In haar ruimbemeten appartement in de bossen bij Harderwijk probeert de vrouw woorden te geven aan haar ervaringen in de jappenkampen. Vandaag was ze, samen met haar man E. Gitz (89), aanwezig in Museum Bronbeek in Arnhem voor de jaarlijkse herdenking van de Nederlandse slachtoffers die in de oorlogsjaren in de Japanse vrouwenkampen in Nederlands-Indië zijn gevallen.

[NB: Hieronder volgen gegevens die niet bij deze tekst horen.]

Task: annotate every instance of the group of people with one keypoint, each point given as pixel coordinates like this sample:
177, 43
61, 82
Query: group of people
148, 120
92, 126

Gitz-Boerstra groeit op in de Javaanse stad Malang als dochter van de toenmalige burgemeester. De dag voor de capitulatie van Nederlands-Indië, op 7 maart 1942, verlooft ze zich met haar grote liefde. „Toen we hoorden dat de Jappen in aantocht waren, gooide moeder gauw de bloemen weg die vanwege het feest in ons huis stonden. Ze wilde niet de indruk wekken dat we de bezetter feestelijk onthaalden.”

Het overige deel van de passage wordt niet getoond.